Stitching
중요
Download the example stitching Sample Data dataset and reference files to follow along or run the samples.
Introduction
This article is an in-depth tutorial on how to stitch Zivid’s unorganized point clouds.
To understand the real problem, let us first look briefly at the application. Like any camera or the human eye, the Zivid camera cannot see through or around objects, it can only observe one side at a time. Therefore, to obtain a full 3D model of an object, you must capture it from multiple viewpoints by rotating the object or repositioning the camera.
The problem
Point clouds returned by the Zivid SDK are expressed in the camera coordinate system, where the origin is located inside the camera itself. When capturing from multiple viewpoints, each point cloud is defined relative to the coordinate system of the camera at the time of capture. If you simply combine these point clouds without transformation, they will not align spatially, they will appear disjointed and disconnected in 3D space. In other words, the point clouds do not share a common coordinate system that is attached to the object being scanned.
The Solution
To merge multiple point clouds into a single, spatially aligned 3D representation of the object, you need to:
Transform all point clouds into a common coordinate system attached to the object being scanned.

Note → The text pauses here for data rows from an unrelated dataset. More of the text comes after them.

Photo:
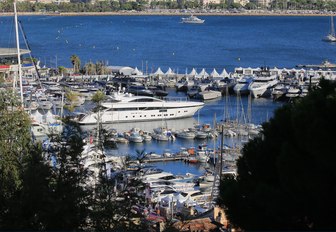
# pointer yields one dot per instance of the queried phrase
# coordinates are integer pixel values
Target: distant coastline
(171, 13)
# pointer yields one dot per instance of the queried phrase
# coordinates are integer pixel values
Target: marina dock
(165, 159)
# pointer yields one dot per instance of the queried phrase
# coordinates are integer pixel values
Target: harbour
(178, 149)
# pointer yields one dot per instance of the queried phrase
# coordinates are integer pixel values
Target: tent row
(203, 73)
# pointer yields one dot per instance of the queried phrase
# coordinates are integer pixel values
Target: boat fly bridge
(123, 107)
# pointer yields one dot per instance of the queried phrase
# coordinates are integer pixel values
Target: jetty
(165, 159)
(324, 65)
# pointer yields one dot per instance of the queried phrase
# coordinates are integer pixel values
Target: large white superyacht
(263, 83)
(125, 107)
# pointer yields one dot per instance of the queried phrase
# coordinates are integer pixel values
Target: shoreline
(144, 13)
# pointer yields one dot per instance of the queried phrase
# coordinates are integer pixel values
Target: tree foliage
(286, 178)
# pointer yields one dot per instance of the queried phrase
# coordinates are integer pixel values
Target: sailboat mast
(18, 51)
(332, 29)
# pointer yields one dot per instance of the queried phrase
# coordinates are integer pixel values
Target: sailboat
(331, 37)
(44, 125)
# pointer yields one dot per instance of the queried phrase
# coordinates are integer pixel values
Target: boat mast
(18, 52)
(332, 29)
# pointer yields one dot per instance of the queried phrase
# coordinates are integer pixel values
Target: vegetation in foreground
(286, 178)
(46, 188)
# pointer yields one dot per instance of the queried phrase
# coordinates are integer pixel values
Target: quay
(165, 159)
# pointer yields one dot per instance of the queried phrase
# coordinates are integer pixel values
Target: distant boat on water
(331, 37)
(192, 19)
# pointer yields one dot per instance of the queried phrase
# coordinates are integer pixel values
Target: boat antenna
(31, 58)
(18, 53)
(332, 29)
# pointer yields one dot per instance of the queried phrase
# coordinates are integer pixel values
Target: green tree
(75, 61)
(72, 98)
(61, 70)
(71, 190)
(90, 68)
(14, 143)
(286, 178)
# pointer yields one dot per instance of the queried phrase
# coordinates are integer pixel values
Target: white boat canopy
(224, 73)
(158, 72)
(137, 72)
(127, 71)
(193, 72)
(50, 117)
(169, 72)
(37, 117)
(214, 73)
(203, 74)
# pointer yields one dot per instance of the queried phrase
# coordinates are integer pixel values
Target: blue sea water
(162, 41)
(149, 42)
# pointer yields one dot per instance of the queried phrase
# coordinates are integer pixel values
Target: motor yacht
(192, 19)
(263, 83)
(130, 108)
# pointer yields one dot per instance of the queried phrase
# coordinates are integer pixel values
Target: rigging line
(31, 58)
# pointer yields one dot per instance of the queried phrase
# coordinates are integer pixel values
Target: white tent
(158, 72)
(224, 73)
(50, 118)
(193, 72)
(169, 72)
(203, 73)
(214, 73)
(127, 71)
(37, 116)
(137, 71)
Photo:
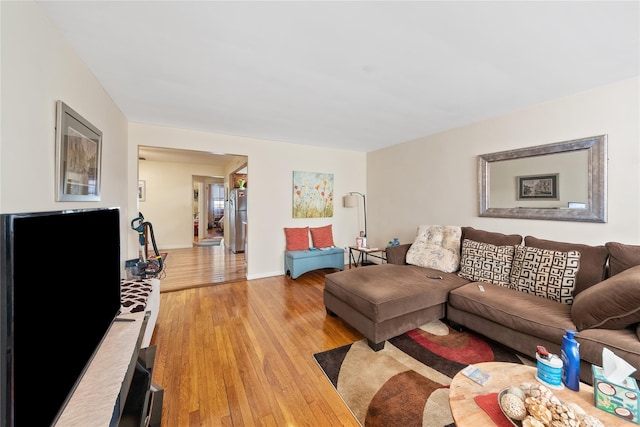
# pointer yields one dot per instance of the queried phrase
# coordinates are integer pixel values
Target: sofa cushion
(611, 304)
(322, 237)
(386, 291)
(545, 273)
(528, 314)
(297, 238)
(492, 237)
(436, 246)
(622, 256)
(593, 260)
(484, 262)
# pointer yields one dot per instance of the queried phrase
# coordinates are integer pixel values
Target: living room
(429, 179)
(437, 165)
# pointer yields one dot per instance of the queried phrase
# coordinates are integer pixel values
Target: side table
(466, 412)
(364, 253)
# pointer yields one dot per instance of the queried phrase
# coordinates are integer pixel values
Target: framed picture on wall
(78, 156)
(537, 187)
(142, 190)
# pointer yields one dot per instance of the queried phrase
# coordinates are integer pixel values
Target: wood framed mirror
(563, 181)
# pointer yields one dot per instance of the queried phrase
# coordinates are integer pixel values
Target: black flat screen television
(59, 294)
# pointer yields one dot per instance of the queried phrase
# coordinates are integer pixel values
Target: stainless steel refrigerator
(237, 219)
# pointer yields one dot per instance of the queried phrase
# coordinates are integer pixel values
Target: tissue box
(619, 400)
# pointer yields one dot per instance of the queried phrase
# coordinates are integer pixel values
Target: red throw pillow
(322, 237)
(297, 238)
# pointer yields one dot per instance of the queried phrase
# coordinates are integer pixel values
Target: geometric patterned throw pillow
(545, 273)
(484, 262)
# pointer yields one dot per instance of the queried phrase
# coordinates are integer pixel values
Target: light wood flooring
(241, 353)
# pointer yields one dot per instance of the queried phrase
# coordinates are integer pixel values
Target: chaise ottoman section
(386, 300)
(297, 263)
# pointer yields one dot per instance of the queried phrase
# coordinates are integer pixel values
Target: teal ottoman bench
(300, 262)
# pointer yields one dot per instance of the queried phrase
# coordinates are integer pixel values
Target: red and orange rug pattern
(407, 383)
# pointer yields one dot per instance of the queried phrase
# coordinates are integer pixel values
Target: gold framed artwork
(538, 187)
(312, 195)
(78, 156)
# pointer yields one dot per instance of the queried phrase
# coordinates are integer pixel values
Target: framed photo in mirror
(539, 187)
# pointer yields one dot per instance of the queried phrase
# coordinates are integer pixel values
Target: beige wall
(429, 180)
(38, 69)
(433, 180)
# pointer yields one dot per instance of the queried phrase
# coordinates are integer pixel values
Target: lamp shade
(350, 201)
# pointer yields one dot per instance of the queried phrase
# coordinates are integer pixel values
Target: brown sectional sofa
(383, 301)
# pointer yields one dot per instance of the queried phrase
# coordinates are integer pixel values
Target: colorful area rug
(407, 383)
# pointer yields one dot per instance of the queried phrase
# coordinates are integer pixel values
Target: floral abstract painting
(312, 195)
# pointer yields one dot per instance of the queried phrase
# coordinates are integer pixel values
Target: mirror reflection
(560, 181)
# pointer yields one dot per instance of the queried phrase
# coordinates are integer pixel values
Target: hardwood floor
(241, 353)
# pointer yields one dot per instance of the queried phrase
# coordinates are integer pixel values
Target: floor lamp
(351, 201)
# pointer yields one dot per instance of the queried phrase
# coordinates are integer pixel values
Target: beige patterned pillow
(484, 262)
(436, 246)
(545, 273)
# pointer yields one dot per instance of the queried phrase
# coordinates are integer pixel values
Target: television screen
(59, 293)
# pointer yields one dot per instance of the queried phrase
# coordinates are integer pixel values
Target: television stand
(111, 381)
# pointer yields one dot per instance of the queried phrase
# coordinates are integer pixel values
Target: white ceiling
(358, 75)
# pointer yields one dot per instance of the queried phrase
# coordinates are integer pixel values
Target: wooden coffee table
(466, 412)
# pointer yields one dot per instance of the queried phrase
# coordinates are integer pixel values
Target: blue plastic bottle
(570, 361)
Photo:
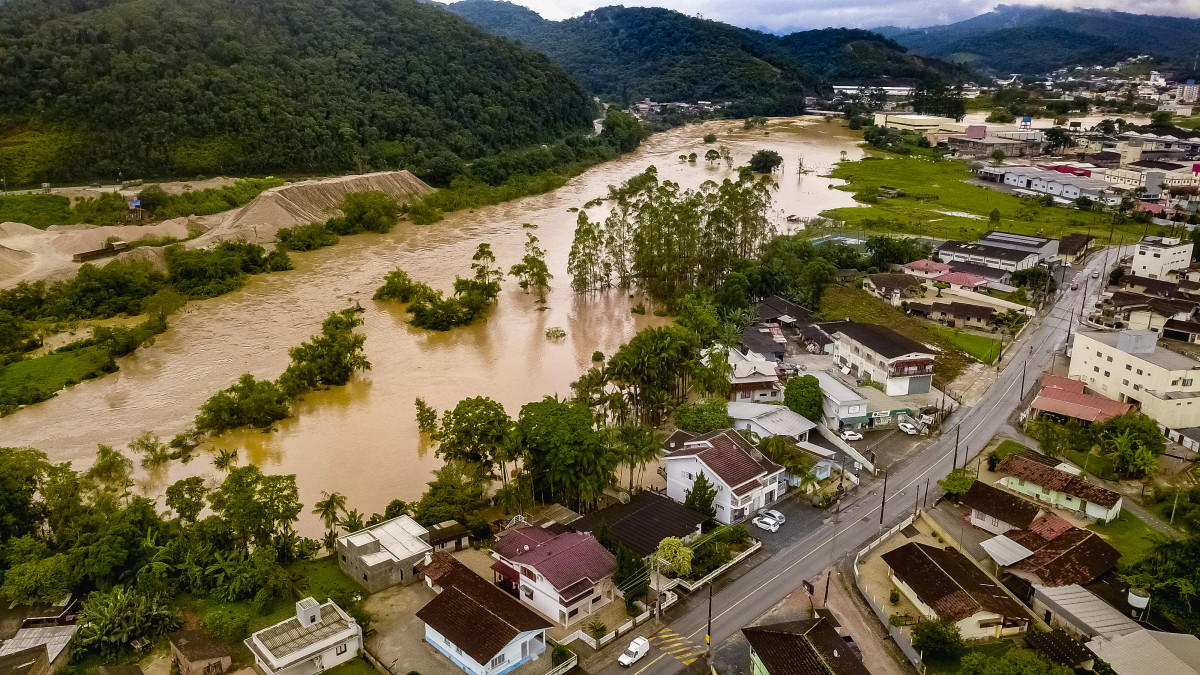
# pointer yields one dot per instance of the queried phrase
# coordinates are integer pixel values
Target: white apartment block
(1131, 366)
(1156, 256)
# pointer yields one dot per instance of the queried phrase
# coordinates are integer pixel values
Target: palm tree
(329, 507)
(226, 460)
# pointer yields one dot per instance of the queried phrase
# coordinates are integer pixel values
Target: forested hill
(157, 88)
(630, 53)
(1035, 40)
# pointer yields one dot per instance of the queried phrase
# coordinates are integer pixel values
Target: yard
(979, 346)
(941, 204)
(1128, 535)
(843, 302)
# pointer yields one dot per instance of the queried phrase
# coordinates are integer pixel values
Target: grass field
(941, 216)
(979, 346)
(843, 302)
(1128, 535)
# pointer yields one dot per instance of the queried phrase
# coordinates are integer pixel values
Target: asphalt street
(741, 602)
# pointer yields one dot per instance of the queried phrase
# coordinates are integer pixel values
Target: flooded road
(361, 440)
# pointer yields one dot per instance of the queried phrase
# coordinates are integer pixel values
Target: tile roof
(475, 615)
(1027, 466)
(811, 646)
(948, 583)
(733, 459)
(879, 339)
(568, 559)
(1001, 505)
(646, 520)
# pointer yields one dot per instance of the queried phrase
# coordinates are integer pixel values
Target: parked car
(768, 524)
(772, 514)
(636, 650)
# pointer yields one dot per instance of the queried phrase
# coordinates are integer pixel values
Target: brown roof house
(473, 622)
(1049, 482)
(945, 584)
(999, 511)
(565, 575)
(198, 655)
(317, 638)
(745, 479)
(810, 646)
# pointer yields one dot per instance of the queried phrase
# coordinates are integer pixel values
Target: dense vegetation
(1035, 40)
(630, 53)
(159, 88)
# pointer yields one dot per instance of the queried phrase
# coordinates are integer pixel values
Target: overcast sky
(785, 15)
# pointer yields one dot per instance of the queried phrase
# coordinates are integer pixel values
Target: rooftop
(879, 339)
(811, 646)
(474, 614)
(646, 520)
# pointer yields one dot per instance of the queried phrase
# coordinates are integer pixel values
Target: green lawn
(1128, 535)
(979, 346)
(935, 190)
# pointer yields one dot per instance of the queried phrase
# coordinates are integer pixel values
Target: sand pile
(311, 201)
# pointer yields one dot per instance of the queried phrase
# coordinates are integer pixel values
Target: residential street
(742, 601)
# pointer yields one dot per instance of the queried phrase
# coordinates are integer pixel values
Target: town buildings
(745, 479)
(865, 350)
(317, 638)
(384, 554)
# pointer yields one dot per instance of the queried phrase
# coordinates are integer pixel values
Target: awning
(507, 572)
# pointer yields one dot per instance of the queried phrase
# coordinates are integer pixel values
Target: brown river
(361, 440)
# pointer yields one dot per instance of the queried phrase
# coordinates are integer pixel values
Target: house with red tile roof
(474, 623)
(745, 479)
(565, 575)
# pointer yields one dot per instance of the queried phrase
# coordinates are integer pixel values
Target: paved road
(744, 599)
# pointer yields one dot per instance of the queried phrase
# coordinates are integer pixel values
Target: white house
(945, 584)
(767, 420)
(474, 623)
(901, 364)
(567, 577)
(745, 479)
(317, 638)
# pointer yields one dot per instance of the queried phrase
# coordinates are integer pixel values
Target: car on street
(768, 524)
(636, 650)
(772, 514)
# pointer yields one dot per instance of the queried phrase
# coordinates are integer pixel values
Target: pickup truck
(637, 649)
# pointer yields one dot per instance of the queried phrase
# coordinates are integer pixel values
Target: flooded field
(361, 440)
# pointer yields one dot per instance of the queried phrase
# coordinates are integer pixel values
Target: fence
(898, 635)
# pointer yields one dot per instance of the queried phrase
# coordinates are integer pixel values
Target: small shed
(198, 655)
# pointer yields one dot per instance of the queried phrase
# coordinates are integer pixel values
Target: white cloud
(787, 15)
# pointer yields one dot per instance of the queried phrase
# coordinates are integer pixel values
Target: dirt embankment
(28, 254)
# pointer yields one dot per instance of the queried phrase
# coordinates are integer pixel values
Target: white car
(637, 649)
(768, 524)
(772, 514)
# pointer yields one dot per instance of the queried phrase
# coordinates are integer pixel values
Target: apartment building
(1132, 366)
(1157, 256)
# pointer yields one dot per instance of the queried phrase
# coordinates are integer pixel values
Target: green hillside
(630, 53)
(159, 88)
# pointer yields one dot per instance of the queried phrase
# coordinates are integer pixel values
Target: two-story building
(474, 623)
(745, 479)
(564, 575)
(867, 350)
(1134, 366)
(385, 554)
(316, 639)
(1157, 256)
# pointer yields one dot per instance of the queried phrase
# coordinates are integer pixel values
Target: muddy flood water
(361, 440)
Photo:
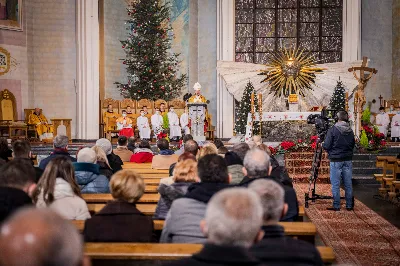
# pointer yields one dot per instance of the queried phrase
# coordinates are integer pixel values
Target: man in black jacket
(17, 183)
(232, 225)
(22, 150)
(339, 143)
(60, 144)
(275, 248)
(257, 165)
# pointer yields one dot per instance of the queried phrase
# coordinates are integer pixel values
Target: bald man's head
(39, 237)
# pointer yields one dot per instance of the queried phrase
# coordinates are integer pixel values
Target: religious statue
(359, 96)
(43, 129)
(197, 97)
(124, 125)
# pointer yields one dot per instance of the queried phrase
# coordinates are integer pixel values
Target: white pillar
(87, 37)
(351, 30)
(226, 52)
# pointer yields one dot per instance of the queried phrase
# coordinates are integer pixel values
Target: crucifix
(359, 97)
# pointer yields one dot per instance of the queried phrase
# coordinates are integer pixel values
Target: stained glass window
(263, 26)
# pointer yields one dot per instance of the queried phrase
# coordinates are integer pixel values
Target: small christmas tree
(152, 69)
(338, 101)
(244, 109)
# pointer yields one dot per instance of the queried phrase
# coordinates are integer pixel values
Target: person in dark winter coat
(275, 248)
(87, 173)
(17, 184)
(257, 166)
(120, 220)
(143, 154)
(339, 143)
(185, 174)
(60, 143)
(102, 162)
(230, 233)
(114, 161)
(183, 219)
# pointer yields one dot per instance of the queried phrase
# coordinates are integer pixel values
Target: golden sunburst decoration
(292, 71)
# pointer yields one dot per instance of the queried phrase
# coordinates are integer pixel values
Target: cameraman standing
(339, 143)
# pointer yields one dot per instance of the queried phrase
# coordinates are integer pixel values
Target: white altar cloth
(275, 116)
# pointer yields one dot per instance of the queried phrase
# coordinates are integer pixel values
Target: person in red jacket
(143, 154)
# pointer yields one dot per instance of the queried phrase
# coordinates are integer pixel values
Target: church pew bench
(147, 208)
(149, 251)
(305, 231)
(104, 198)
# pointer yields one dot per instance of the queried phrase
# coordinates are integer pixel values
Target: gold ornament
(291, 72)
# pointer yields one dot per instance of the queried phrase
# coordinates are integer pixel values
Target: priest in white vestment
(382, 121)
(143, 126)
(174, 128)
(395, 127)
(157, 123)
(185, 122)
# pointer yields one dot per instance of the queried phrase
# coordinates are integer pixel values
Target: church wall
(207, 53)
(396, 50)
(376, 43)
(115, 16)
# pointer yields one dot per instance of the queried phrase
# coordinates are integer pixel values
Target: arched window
(263, 26)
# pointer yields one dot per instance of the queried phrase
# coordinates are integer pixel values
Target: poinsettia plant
(290, 146)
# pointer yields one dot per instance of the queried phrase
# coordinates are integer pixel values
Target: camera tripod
(314, 176)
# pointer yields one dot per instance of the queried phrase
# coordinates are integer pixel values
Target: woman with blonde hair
(185, 174)
(58, 190)
(120, 220)
(102, 162)
(208, 148)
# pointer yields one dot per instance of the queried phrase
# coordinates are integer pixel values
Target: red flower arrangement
(286, 145)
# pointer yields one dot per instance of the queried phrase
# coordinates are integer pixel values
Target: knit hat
(232, 158)
(105, 144)
(87, 155)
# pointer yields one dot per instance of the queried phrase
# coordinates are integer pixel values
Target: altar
(281, 126)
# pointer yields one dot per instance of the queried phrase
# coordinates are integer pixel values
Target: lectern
(197, 115)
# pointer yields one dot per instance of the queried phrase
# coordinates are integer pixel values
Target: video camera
(323, 121)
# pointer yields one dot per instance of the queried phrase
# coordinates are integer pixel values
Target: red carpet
(360, 237)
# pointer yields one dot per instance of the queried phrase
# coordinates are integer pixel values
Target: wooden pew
(304, 231)
(104, 198)
(148, 251)
(149, 209)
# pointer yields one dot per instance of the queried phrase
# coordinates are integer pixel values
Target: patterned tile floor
(359, 237)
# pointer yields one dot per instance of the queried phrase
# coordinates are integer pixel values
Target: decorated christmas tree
(152, 68)
(338, 101)
(244, 109)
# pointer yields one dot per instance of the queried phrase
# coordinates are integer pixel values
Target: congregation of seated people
(229, 200)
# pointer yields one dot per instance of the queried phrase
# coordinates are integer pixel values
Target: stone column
(396, 50)
(351, 30)
(87, 36)
(226, 52)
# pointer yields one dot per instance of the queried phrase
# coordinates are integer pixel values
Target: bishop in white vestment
(156, 123)
(174, 128)
(185, 122)
(395, 126)
(382, 121)
(143, 126)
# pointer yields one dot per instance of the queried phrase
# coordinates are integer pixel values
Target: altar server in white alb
(185, 121)
(156, 122)
(395, 127)
(174, 128)
(143, 126)
(382, 121)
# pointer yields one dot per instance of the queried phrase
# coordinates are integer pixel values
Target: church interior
(147, 97)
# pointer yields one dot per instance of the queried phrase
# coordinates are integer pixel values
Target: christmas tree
(338, 101)
(244, 109)
(151, 67)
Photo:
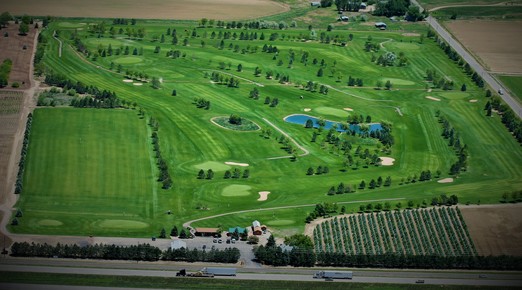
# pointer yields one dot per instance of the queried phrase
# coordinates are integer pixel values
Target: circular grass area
(215, 166)
(332, 111)
(402, 46)
(128, 60)
(280, 222)
(245, 126)
(122, 224)
(399, 82)
(50, 223)
(236, 190)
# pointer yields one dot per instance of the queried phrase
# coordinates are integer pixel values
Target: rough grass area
(88, 171)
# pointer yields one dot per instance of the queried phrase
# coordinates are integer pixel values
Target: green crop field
(89, 171)
(279, 155)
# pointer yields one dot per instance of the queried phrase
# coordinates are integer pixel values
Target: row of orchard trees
(140, 252)
(435, 231)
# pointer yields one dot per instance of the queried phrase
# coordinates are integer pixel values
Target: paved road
(396, 277)
(475, 65)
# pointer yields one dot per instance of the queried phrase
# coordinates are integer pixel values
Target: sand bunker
(263, 195)
(446, 180)
(238, 164)
(386, 161)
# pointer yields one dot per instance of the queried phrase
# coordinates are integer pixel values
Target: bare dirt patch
(495, 230)
(151, 9)
(496, 43)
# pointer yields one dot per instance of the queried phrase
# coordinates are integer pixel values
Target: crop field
(440, 231)
(88, 171)
(294, 66)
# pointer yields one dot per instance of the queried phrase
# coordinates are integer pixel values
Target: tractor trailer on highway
(334, 274)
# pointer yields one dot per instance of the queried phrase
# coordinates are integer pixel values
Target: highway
(168, 269)
(474, 64)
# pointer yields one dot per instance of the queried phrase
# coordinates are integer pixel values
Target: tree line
(140, 252)
(23, 154)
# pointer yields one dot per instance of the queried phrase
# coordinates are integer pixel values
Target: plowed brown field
(149, 9)
(496, 43)
(495, 230)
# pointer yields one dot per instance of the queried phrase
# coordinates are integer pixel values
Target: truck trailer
(219, 271)
(334, 274)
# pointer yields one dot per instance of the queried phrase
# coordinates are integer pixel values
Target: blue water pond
(301, 119)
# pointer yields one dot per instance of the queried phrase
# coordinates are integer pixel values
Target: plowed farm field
(152, 9)
(496, 43)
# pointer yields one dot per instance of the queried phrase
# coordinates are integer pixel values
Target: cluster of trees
(392, 260)
(236, 173)
(439, 82)
(21, 164)
(164, 175)
(218, 78)
(140, 252)
(461, 150)
(5, 70)
(301, 254)
(516, 196)
(202, 103)
(95, 99)
(320, 170)
(509, 118)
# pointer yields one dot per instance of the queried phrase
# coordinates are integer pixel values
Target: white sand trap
(263, 195)
(446, 180)
(387, 161)
(238, 164)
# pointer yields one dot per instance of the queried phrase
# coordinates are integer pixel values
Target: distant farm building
(257, 228)
(380, 25)
(178, 244)
(206, 232)
(239, 230)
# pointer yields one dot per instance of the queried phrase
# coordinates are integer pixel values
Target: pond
(301, 119)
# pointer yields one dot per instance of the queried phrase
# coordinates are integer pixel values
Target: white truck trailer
(219, 271)
(334, 275)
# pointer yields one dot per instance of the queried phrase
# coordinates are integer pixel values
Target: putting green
(453, 95)
(236, 190)
(52, 223)
(128, 60)
(215, 166)
(402, 46)
(280, 222)
(332, 111)
(122, 224)
(71, 25)
(105, 42)
(400, 82)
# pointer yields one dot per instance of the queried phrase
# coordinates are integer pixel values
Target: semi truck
(219, 271)
(333, 275)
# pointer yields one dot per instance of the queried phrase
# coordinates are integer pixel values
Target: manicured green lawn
(515, 85)
(88, 171)
(190, 141)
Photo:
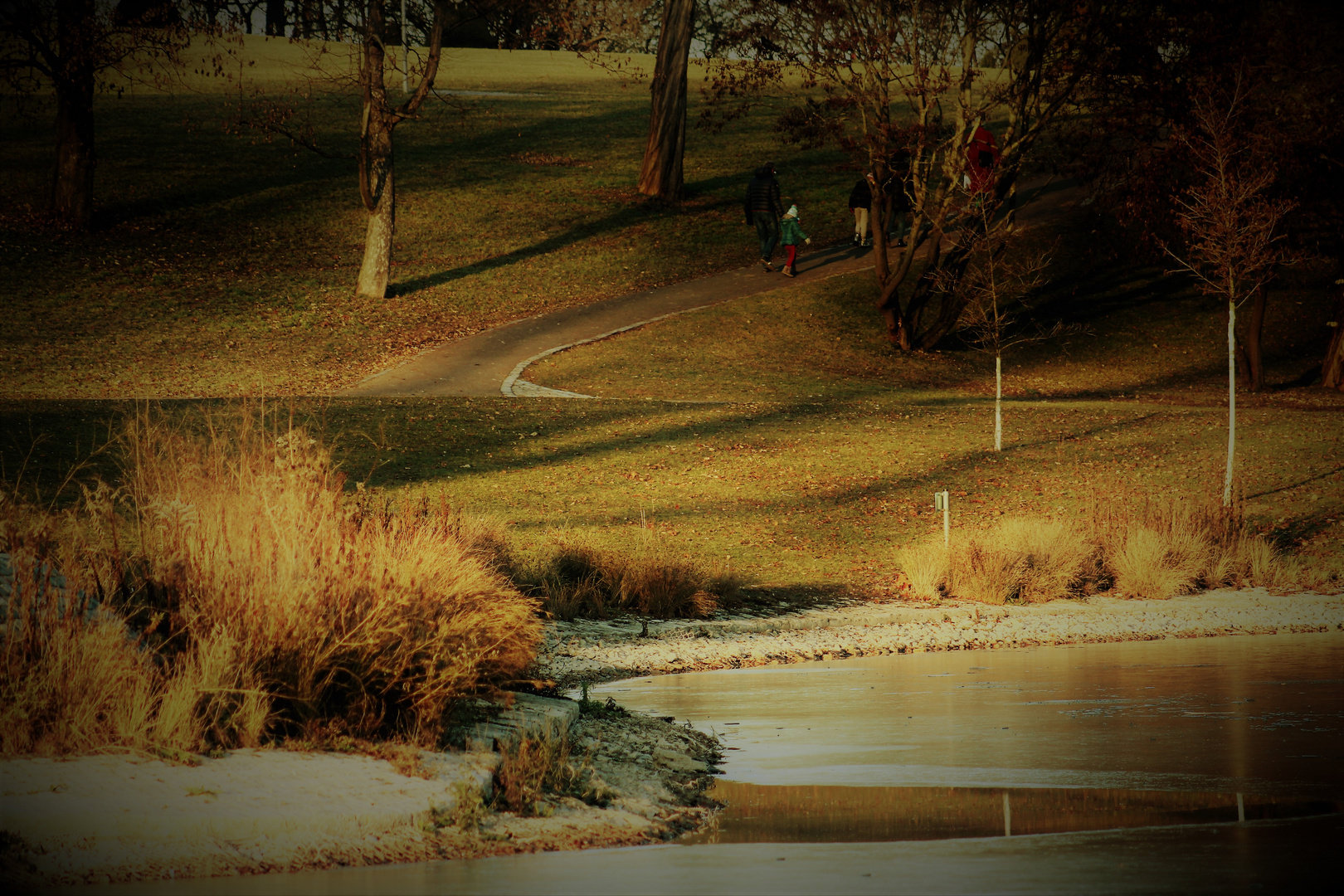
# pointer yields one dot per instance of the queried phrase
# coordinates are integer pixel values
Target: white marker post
(407, 54)
(940, 503)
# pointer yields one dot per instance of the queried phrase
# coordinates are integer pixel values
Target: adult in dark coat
(860, 203)
(763, 208)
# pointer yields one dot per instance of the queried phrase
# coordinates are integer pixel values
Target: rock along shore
(587, 650)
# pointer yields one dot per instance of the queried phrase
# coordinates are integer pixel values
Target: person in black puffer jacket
(860, 202)
(763, 208)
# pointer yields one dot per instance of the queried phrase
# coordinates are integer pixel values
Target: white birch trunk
(1231, 401)
(999, 403)
(378, 243)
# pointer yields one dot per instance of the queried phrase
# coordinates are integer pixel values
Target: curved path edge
(492, 362)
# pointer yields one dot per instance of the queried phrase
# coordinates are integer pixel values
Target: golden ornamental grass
(227, 590)
(1138, 547)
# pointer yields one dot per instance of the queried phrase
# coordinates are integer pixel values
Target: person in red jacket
(981, 162)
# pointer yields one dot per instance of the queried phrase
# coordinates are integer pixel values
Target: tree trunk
(1254, 356)
(1332, 371)
(999, 403)
(71, 183)
(1231, 401)
(661, 173)
(377, 186)
(378, 236)
(275, 17)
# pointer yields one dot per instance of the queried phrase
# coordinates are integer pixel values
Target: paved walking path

Refine alignment to compensate for any noise or small errors in pose estimation.
The transformation from each camera coordinate system to the common coordinate system can come from various sources: robot kinematics, motion tracking systems, or manual measurements.
However, these transformations are rarely perfect and usually introduce small alignment errors.
To correct these errors, you can use Zivid::Experimental::Toolbox::localPointCloudRegistration()
.
This API tool refines the alignment between two overlapping point clouds by computing a transformation matrix that best registers one point cloud to another.
Before starting to stitch point clouds, it is important to make sure that the point clouds are captured with enough overlapping feature points. Also we must discard data that can lead to incorrect stitching, such as points that are too far away from the camera or points that are not part of the object/scene we are stitching. We recommend using the Zivid’s Region of Interest before stitching. For the captures where the camera is stationary it is possible to define the region of interest once and use it for all captures. While using a robot arm to move the camera around the object, it is likely necessary to configure a different region of interest for each point cloud.
참고
All the point clouds in Zivid’s Sample Data that are going to be stitched are already ROI filtered.
Stitching point clouds without pre-alignment
This section demonstrates stitching point clouds without pre-alignment.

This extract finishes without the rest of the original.